El ayuno, la oración y la limosna, tal como los presenta Jesús
en su predicación (cf. Mt 6,1-18), son las condiciones y la expresión de
nuestra conversión. La vía de la pobreza y de la privación (el ayuno), la
mirada y los gestos de amor hacia el hombre herido (la limosna) y el diálogo
filial con el Padre (la oración) nos permiten encarnar una fe sincera, una
esperanza viva y una caridad operante.
1. La fe nos llama a acoger la Verdad y a ser testigos, ante Dios
y ante nuestros hermanos y hermanas.
En este tiempo de Cuaresma, acoger y vivir la Verdad que se
manifestó en Cristo significa ante todo dejarse alcanzar por la Palabra de
Dios, que la Iglesia nos transmite de generación en generación.

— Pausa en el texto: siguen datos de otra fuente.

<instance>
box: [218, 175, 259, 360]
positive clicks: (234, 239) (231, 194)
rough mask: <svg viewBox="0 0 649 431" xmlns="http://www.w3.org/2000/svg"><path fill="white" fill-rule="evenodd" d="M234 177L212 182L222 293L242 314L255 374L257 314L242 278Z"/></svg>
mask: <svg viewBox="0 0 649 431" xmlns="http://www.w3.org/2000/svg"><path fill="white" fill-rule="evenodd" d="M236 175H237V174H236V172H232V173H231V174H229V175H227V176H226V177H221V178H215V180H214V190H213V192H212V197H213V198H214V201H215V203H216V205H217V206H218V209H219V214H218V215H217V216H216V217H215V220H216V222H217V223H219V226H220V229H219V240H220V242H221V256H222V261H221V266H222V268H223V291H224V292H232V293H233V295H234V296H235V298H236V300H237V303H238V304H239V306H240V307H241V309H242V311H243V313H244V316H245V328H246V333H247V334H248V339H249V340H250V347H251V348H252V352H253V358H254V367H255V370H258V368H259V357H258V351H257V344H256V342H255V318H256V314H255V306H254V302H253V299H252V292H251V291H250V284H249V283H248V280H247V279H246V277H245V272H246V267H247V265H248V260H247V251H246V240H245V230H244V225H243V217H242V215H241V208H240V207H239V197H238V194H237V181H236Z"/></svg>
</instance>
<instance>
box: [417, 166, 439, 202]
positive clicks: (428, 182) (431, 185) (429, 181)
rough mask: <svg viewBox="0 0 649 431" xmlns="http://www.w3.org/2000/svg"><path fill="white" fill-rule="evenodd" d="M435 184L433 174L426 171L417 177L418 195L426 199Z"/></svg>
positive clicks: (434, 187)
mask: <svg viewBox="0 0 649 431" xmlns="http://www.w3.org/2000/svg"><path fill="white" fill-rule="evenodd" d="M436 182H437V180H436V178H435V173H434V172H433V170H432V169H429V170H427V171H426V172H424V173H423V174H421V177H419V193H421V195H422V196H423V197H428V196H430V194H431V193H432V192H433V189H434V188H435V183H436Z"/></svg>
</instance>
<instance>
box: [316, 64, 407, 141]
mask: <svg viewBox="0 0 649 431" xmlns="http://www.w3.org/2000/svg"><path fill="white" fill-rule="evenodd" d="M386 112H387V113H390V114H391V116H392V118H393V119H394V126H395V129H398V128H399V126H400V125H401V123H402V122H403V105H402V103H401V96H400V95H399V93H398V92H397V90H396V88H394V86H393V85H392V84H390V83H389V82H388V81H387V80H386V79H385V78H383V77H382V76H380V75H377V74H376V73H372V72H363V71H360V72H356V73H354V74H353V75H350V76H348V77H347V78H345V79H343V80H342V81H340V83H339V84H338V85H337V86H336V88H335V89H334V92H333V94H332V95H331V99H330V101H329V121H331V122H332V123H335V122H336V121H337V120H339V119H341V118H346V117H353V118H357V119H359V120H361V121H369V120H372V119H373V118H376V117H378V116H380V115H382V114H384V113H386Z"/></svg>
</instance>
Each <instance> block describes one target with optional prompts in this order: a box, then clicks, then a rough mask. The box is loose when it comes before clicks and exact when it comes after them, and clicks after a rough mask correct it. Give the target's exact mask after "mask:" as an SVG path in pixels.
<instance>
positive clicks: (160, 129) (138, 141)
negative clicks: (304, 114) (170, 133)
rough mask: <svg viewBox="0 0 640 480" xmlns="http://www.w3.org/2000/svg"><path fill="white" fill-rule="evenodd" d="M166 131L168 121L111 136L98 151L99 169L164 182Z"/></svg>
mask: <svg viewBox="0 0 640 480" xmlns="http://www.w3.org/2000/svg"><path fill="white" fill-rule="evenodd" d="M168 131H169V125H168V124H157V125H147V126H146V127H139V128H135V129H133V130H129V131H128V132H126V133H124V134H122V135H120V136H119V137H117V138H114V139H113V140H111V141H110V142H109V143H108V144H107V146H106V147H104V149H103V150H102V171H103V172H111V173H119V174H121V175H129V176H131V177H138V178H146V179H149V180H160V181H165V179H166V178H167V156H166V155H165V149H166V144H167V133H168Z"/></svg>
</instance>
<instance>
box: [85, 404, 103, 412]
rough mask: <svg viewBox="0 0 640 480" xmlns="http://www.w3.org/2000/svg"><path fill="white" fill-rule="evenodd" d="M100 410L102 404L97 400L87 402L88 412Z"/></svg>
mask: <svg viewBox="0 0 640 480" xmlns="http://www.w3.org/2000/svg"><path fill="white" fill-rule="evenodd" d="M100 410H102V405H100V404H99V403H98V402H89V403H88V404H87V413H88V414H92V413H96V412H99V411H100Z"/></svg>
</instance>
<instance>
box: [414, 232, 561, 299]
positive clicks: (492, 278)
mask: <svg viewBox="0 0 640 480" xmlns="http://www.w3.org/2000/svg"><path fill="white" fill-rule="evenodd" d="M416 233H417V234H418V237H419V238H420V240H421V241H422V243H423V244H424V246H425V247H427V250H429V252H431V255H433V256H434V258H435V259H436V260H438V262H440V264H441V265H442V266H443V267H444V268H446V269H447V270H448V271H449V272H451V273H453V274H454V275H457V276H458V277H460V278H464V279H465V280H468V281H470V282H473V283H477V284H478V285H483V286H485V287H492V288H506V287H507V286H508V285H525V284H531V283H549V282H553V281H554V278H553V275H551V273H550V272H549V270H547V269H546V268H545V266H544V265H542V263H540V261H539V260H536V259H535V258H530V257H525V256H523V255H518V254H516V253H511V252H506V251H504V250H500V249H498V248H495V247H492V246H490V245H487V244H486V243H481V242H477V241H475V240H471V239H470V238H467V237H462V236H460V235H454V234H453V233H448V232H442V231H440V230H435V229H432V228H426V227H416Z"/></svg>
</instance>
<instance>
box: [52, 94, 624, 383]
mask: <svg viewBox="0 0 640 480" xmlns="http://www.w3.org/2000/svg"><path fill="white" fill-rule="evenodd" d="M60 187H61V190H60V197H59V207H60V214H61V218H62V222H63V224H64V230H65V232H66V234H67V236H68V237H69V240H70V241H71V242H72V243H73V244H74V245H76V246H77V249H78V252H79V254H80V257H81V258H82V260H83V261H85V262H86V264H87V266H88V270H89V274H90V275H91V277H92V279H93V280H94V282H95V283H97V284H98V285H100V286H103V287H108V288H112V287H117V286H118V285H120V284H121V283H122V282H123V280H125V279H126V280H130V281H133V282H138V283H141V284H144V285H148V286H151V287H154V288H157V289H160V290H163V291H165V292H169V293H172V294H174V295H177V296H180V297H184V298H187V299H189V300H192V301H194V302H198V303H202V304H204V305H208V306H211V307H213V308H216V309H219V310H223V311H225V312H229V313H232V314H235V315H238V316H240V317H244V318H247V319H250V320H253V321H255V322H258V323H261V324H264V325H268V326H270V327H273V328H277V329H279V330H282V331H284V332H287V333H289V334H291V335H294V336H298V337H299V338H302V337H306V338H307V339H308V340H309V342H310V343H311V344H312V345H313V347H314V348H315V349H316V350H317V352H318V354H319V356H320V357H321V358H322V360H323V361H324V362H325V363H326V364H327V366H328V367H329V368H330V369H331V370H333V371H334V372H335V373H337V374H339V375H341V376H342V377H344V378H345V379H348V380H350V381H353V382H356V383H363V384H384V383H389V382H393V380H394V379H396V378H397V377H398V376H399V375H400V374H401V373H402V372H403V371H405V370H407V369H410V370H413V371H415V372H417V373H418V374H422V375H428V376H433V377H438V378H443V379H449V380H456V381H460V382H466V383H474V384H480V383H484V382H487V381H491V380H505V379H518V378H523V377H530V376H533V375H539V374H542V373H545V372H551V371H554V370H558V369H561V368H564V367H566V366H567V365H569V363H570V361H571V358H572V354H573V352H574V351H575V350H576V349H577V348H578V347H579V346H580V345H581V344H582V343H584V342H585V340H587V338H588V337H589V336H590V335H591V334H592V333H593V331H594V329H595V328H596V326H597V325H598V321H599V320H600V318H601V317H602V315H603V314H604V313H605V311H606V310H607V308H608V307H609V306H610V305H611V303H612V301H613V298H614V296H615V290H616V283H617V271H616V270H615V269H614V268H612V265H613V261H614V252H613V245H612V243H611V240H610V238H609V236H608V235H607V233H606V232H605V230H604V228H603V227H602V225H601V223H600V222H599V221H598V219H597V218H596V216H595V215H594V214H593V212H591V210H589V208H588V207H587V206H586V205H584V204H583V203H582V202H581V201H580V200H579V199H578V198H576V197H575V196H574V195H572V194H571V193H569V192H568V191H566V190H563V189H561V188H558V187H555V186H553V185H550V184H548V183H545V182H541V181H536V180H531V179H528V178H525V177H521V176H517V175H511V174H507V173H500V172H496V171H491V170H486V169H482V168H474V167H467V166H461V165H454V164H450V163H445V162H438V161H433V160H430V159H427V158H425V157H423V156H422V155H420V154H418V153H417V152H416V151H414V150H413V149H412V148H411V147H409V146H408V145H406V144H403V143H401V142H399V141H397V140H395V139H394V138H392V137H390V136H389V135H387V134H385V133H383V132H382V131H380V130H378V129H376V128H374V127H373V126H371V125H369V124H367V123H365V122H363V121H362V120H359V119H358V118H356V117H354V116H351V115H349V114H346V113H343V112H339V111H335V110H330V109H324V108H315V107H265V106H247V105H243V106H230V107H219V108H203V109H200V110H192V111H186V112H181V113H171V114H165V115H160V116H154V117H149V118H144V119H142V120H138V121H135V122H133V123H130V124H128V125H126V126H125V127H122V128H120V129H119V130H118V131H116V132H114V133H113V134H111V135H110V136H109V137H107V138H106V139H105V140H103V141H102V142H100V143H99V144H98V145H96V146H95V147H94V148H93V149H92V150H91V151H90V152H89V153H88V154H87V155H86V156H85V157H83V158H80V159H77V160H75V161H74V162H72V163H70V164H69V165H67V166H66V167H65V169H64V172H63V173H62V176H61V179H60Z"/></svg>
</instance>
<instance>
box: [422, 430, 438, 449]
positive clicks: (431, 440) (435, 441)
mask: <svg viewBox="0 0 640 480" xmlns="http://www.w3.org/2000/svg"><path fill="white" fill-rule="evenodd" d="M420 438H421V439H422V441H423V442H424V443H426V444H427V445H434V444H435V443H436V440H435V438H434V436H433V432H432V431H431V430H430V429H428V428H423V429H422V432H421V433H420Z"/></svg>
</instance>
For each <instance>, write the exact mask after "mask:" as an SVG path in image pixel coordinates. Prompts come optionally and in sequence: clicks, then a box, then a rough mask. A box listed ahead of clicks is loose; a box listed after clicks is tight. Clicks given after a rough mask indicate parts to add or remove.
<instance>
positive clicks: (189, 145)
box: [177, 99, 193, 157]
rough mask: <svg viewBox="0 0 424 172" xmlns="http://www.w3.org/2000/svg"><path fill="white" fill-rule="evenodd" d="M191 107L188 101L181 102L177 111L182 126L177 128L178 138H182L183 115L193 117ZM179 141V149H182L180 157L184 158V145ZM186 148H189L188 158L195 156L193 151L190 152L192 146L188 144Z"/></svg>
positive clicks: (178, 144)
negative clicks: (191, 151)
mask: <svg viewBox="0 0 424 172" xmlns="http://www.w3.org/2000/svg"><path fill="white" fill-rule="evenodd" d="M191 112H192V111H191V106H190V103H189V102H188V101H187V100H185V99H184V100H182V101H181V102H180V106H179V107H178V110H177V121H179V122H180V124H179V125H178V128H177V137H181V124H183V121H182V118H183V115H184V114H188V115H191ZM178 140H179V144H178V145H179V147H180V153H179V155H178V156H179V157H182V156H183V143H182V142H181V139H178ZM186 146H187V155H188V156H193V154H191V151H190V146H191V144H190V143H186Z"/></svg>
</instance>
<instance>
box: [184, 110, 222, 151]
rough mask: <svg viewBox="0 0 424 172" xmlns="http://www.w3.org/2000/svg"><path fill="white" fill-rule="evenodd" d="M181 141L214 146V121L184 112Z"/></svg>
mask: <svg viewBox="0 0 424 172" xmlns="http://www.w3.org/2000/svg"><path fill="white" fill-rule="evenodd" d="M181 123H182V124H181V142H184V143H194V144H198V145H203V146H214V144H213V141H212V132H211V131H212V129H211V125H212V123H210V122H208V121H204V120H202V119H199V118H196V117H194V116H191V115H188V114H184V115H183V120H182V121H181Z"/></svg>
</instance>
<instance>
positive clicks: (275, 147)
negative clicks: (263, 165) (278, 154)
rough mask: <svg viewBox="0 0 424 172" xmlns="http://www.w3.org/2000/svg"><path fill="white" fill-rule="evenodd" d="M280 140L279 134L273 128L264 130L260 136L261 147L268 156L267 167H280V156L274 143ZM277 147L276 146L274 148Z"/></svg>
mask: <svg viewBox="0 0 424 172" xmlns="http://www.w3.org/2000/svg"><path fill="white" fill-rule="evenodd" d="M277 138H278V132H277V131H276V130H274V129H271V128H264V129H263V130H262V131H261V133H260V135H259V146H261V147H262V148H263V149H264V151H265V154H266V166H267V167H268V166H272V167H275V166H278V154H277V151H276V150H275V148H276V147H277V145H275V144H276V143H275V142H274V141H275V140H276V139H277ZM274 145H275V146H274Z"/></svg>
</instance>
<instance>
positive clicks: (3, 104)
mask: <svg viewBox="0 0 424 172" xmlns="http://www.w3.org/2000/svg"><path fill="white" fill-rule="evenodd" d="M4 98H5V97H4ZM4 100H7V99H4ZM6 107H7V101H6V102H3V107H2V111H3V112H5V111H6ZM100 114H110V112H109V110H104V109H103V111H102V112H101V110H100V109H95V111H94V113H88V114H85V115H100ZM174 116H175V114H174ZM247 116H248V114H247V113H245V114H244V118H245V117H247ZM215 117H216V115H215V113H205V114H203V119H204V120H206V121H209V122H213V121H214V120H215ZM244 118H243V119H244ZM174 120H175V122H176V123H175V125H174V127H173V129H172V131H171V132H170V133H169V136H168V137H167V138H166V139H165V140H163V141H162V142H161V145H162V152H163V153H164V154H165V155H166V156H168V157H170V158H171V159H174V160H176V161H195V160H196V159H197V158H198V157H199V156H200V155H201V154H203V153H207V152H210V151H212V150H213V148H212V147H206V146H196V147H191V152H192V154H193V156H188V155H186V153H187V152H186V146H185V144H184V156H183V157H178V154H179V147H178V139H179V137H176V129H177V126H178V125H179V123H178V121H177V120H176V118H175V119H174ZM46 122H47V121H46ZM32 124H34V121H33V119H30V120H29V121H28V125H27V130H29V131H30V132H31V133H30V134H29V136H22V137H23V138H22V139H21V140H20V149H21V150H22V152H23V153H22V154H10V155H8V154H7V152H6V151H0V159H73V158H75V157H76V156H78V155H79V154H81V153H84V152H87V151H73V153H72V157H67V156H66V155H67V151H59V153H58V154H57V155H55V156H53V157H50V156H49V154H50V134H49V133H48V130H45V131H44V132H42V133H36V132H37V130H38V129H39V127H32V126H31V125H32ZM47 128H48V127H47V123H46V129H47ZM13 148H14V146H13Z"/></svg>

Esta Verdad
no es una construcción del intelecto, destinada a pocas mentes elegidas,
superiores o ilustres, sino que es un mensaje que recibimos y podemos
comprender gracias a la inteligencia del corazón, abierto a la grandeza de
Dios que nos ama antes de que nosotros mismos seamos conscientes de ello. Esta
Verdad es Cristo mismo que, asumiendo plenamente nuestra humanidad, se hizo
Camino -exigente pero abierto a todos- que lleva a la plenitud de la Vida.
El ayuno vivido como experiencia de privación, para quienes lo
viven con sencillez de corazón lleva a descubrir de nuevo el don de Dios y a
comprender nuestra realidad de criaturas que, a su imagen y semejanza,
encuentran en Él su cumplimiento. Haciendo la experiencia de una pobreza
aceptada, quien ayuna se hace pobre con los pobres y “acumula” la riqueza del
amor recibido y compartido. Así entendido y puesto en práctica, el ayuno
contribuye a amar a Dios y al prójimo en cuanto, como nos enseña Santo Tomás
de Aquino, el amor es un movimiento que centra la atención en el otro
considerándolo como uno consigo mismo (cf. Carta enc. Fratelli tutti, 93).
Del Mensaje del Papa Francisco para la cuaresma de este año.